Some of us cringed and possibly cried upon hearing that Maurice Sendak’s beloved children’s book, Where the Wild Things Are, was being brought to the big screen. Sendak’s masterpiece is compact and complete, an ideal marriage of text, image, and subtle story just common enough and just fantastical enough to stake a special claim in our collective unconscious. And now Hollywood was going to get its mitts on the thing? It seemed like blasphemy from the get-go.
Of course, the shock was mediated by the fact that respected fiction guru Dave Eggers was brought in to write a screenplay with creatively elastic director Spike Jonze (Being John Malkovich, Adaptation). Wild Things, according to Jonze, is fleshed out-too fleshed out-in terms of imposing modern-day backstory on little Max, as well as his work-addled mother (Catherine Keener). The wild things themselves have necessarily become more three-dimensional, verging on four-dimensional thanks to the mixing of costumed live action actors and elaborate post-production CGI. From a narrative perspective, the “things” are also craftily imbued with human emotions and elements of assorted dysfunctional personality traits.

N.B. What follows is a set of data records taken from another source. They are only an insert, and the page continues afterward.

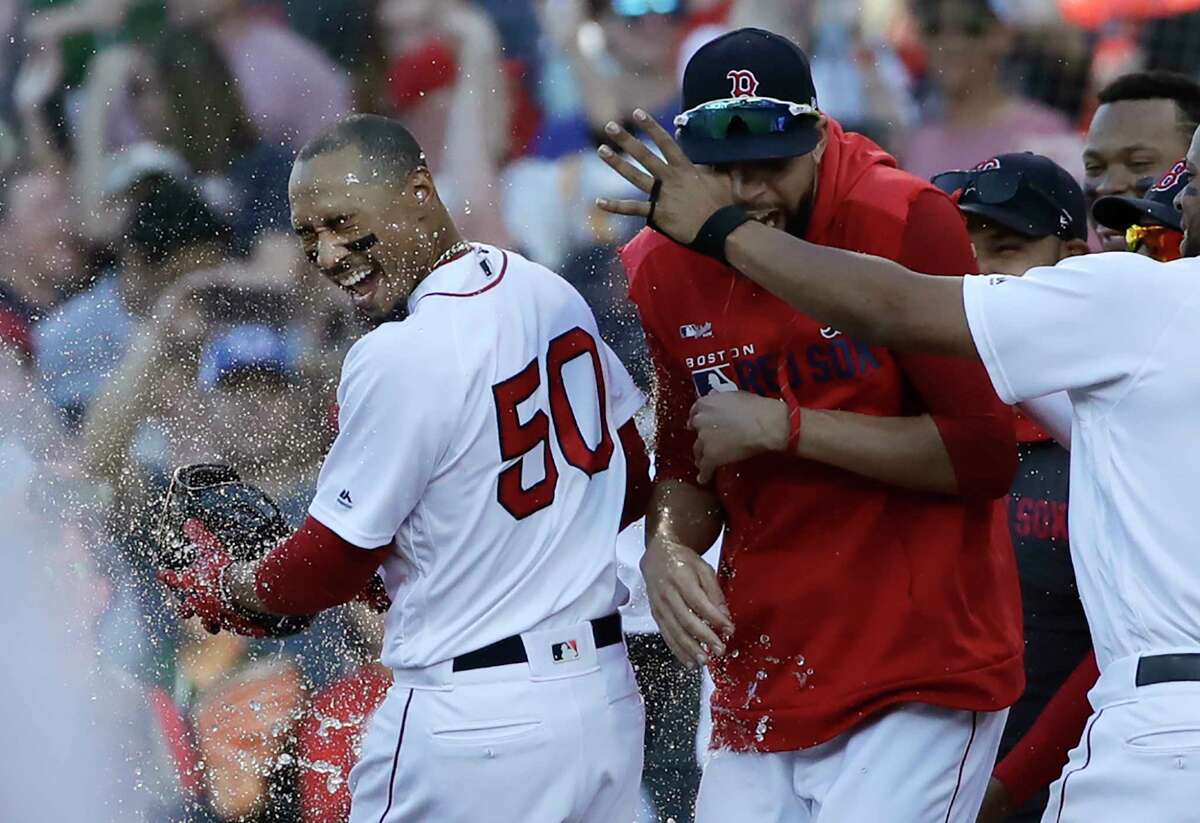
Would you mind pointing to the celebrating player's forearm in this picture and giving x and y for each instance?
(899, 451)
(863, 295)
(311, 571)
(685, 596)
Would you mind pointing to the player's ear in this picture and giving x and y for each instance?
(420, 187)
(823, 127)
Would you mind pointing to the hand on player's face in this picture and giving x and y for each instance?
(1002, 251)
(688, 194)
(1188, 202)
(732, 426)
(687, 601)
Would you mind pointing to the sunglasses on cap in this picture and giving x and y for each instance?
(1161, 241)
(996, 187)
(759, 115)
(643, 7)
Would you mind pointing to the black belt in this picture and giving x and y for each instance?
(1168, 668)
(605, 630)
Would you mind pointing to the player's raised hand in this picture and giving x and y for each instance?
(687, 601)
(682, 196)
(732, 426)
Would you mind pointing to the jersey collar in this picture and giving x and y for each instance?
(461, 275)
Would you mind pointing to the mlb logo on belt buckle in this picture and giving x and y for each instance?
(564, 652)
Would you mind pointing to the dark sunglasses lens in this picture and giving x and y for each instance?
(951, 181)
(717, 122)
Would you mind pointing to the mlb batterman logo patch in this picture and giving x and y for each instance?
(564, 652)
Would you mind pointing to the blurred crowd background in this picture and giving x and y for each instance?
(155, 310)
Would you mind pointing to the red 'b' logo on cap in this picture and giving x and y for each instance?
(1171, 176)
(744, 83)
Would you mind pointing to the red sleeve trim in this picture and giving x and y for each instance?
(1038, 757)
(315, 570)
(637, 474)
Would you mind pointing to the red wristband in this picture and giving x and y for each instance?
(795, 413)
(793, 425)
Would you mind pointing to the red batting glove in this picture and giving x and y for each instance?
(199, 587)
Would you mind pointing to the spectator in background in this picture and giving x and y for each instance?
(244, 713)
(42, 259)
(618, 53)
(1141, 127)
(289, 88)
(169, 233)
(979, 115)
(204, 122)
(622, 54)
(436, 66)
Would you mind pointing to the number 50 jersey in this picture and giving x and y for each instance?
(478, 437)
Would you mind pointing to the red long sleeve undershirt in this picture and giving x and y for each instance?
(1038, 757)
(316, 569)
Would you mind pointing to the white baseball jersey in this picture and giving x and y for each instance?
(1121, 335)
(479, 438)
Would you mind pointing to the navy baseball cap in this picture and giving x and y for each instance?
(748, 95)
(249, 348)
(1156, 209)
(1025, 192)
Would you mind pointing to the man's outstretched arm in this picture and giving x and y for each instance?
(864, 296)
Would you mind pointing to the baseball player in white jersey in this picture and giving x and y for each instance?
(485, 438)
(1119, 332)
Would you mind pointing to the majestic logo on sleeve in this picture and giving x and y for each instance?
(713, 379)
(745, 84)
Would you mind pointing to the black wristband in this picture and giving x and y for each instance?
(711, 238)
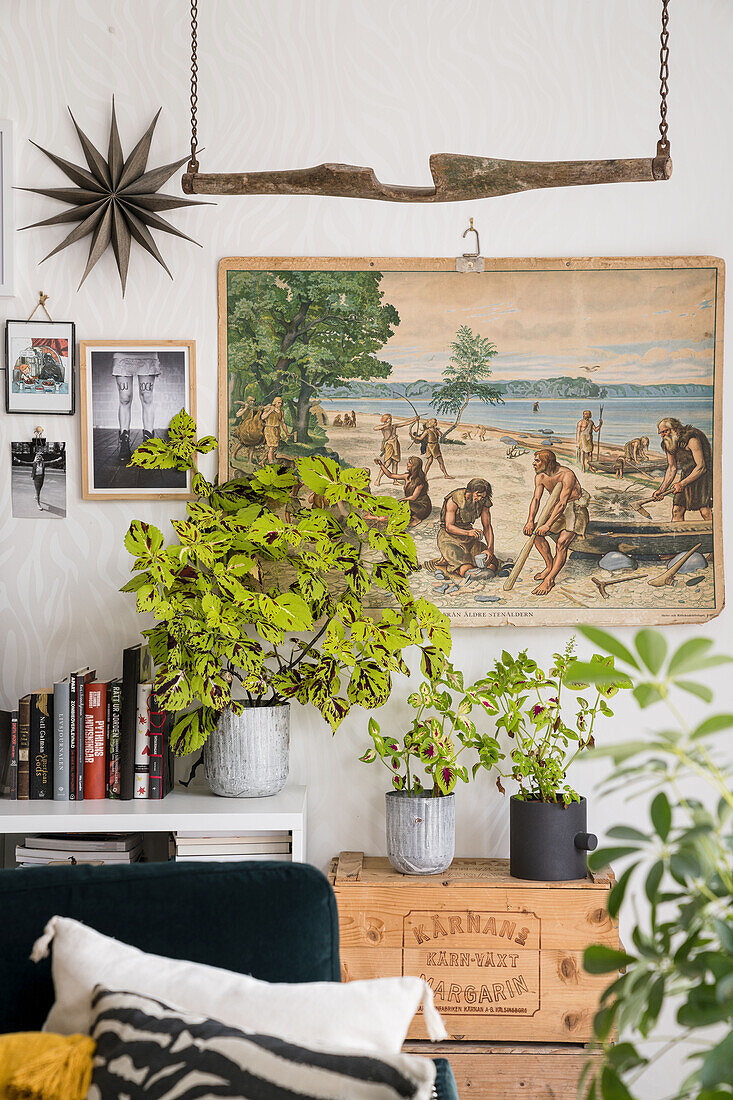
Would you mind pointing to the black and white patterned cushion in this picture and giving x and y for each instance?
(148, 1049)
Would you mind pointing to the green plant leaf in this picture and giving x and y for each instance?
(611, 645)
(653, 880)
(143, 539)
(660, 813)
(627, 833)
(652, 648)
(598, 958)
(617, 891)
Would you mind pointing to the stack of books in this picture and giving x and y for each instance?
(89, 738)
(79, 848)
(231, 847)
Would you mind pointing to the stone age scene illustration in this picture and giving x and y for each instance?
(551, 430)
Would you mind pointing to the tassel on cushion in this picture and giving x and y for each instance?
(436, 1029)
(46, 1067)
(43, 943)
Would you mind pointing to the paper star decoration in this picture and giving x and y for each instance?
(116, 199)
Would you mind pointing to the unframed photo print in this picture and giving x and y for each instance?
(39, 480)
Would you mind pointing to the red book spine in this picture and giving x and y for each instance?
(95, 722)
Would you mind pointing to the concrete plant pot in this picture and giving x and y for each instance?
(420, 832)
(248, 754)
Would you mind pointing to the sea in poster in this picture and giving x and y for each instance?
(478, 373)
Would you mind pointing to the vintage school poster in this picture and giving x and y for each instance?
(555, 425)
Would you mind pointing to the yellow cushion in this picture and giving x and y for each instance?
(41, 1066)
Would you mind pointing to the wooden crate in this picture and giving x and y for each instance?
(511, 1071)
(503, 956)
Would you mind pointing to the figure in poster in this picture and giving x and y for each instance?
(415, 487)
(584, 439)
(636, 450)
(275, 430)
(249, 429)
(569, 516)
(459, 542)
(430, 437)
(689, 469)
(39, 474)
(145, 367)
(391, 451)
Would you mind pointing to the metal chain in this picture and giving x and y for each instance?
(193, 164)
(663, 144)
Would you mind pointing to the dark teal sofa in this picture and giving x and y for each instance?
(274, 921)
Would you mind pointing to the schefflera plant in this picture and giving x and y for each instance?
(262, 560)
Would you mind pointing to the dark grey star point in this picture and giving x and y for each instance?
(116, 199)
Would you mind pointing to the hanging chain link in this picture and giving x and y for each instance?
(663, 144)
(193, 164)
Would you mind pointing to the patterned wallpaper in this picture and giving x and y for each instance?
(291, 83)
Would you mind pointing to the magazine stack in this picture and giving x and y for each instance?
(230, 847)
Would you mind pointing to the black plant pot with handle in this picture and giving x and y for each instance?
(548, 840)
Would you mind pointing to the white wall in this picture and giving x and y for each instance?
(286, 84)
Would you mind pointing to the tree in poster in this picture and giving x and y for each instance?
(466, 376)
(293, 332)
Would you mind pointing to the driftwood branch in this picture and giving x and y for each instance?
(456, 178)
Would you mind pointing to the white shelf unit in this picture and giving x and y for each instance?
(192, 811)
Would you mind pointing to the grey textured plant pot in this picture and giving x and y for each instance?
(248, 754)
(420, 832)
(548, 840)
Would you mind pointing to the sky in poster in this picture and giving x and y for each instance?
(644, 326)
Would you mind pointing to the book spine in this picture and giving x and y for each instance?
(115, 708)
(129, 721)
(62, 692)
(156, 738)
(80, 736)
(23, 747)
(12, 778)
(142, 743)
(41, 746)
(95, 728)
(73, 690)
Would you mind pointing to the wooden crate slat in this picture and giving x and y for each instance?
(511, 1071)
(503, 956)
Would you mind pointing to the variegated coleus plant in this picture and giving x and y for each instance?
(440, 733)
(266, 585)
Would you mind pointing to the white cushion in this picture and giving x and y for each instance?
(367, 1015)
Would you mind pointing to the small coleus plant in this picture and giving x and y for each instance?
(533, 712)
(440, 733)
(270, 585)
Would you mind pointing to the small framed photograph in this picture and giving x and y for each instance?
(130, 393)
(40, 361)
(39, 479)
(6, 209)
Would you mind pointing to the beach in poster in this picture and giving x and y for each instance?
(539, 403)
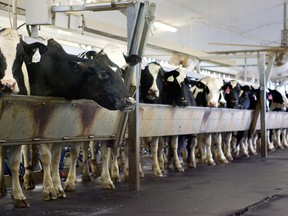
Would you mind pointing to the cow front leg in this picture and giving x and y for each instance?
(49, 192)
(227, 149)
(3, 189)
(191, 144)
(270, 140)
(208, 141)
(107, 182)
(161, 154)
(174, 148)
(284, 138)
(85, 157)
(277, 138)
(56, 154)
(220, 154)
(95, 171)
(20, 200)
(115, 175)
(71, 177)
(28, 182)
(155, 164)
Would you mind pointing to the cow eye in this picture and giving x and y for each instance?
(104, 75)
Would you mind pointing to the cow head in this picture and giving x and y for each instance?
(9, 39)
(151, 81)
(232, 91)
(56, 73)
(176, 89)
(208, 92)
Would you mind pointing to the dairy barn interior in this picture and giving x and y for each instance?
(244, 41)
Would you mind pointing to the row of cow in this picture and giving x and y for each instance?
(50, 71)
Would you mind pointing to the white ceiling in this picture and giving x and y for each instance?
(257, 22)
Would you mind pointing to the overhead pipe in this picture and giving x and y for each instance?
(97, 6)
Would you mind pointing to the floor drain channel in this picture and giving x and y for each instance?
(246, 209)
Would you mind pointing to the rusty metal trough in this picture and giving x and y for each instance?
(31, 119)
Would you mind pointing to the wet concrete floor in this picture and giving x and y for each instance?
(247, 186)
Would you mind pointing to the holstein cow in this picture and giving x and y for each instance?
(116, 59)
(208, 92)
(9, 63)
(279, 102)
(176, 91)
(53, 72)
(151, 84)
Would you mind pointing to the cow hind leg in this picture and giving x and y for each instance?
(191, 144)
(56, 154)
(174, 148)
(227, 149)
(115, 175)
(49, 193)
(85, 169)
(107, 182)
(71, 177)
(155, 166)
(220, 155)
(20, 200)
(95, 171)
(3, 189)
(28, 182)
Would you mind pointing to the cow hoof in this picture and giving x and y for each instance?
(3, 191)
(61, 193)
(108, 186)
(28, 183)
(223, 160)
(116, 179)
(229, 157)
(179, 169)
(212, 163)
(21, 203)
(157, 173)
(191, 165)
(86, 177)
(49, 195)
(69, 186)
(142, 175)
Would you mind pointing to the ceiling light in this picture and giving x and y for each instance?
(164, 26)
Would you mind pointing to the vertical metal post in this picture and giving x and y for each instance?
(262, 78)
(14, 14)
(139, 16)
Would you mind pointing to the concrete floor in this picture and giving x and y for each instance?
(246, 186)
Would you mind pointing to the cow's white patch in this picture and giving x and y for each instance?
(182, 75)
(8, 44)
(115, 54)
(36, 57)
(233, 83)
(170, 79)
(154, 70)
(113, 68)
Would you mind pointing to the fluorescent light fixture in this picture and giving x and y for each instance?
(164, 26)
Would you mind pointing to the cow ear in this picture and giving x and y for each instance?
(74, 65)
(133, 59)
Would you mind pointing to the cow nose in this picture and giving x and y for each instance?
(129, 104)
(153, 92)
(9, 86)
(183, 102)
(213, 104)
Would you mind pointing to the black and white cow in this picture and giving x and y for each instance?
(278, 102)
(10, 63)
(208, 91)
(151, 85)
(120, 61)
(53, 72)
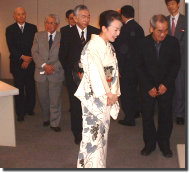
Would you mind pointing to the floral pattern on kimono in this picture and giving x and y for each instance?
(99, 65)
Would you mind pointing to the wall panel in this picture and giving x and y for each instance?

In its moments of joyous abandon, the film’s forest sequences feel like the best kind of wild rumpus, with gravity-defying and injury-defying leaping about, and dog piles that yield to cozy sleep heaps. But in Jonze’s party-pooping scenario, realities of the emotional, social, and metaphorical sort keep turning the story dark and murky, and the fantasy ends in a mild grumpus state. Into the monster party come angst and neuroses, not to mention the huge letdown of realizing that their pint-sized leader is bogus (a nod to religious and political disillusionment in the “real” world).
It’s possible to have a double-layered response to Jonze’s creation, enjoying the invention for what it is, while still harboring a nagging feeling that this thing should not even exist in the first place. Jonze and Eggers have come up with a fascinating, distinctive looking and feeling piece of cinema, it must be said. Still, forgetting the fact that Sendak approved, encouraged, and helped in the creative process, something feels inherently wrong with this picture.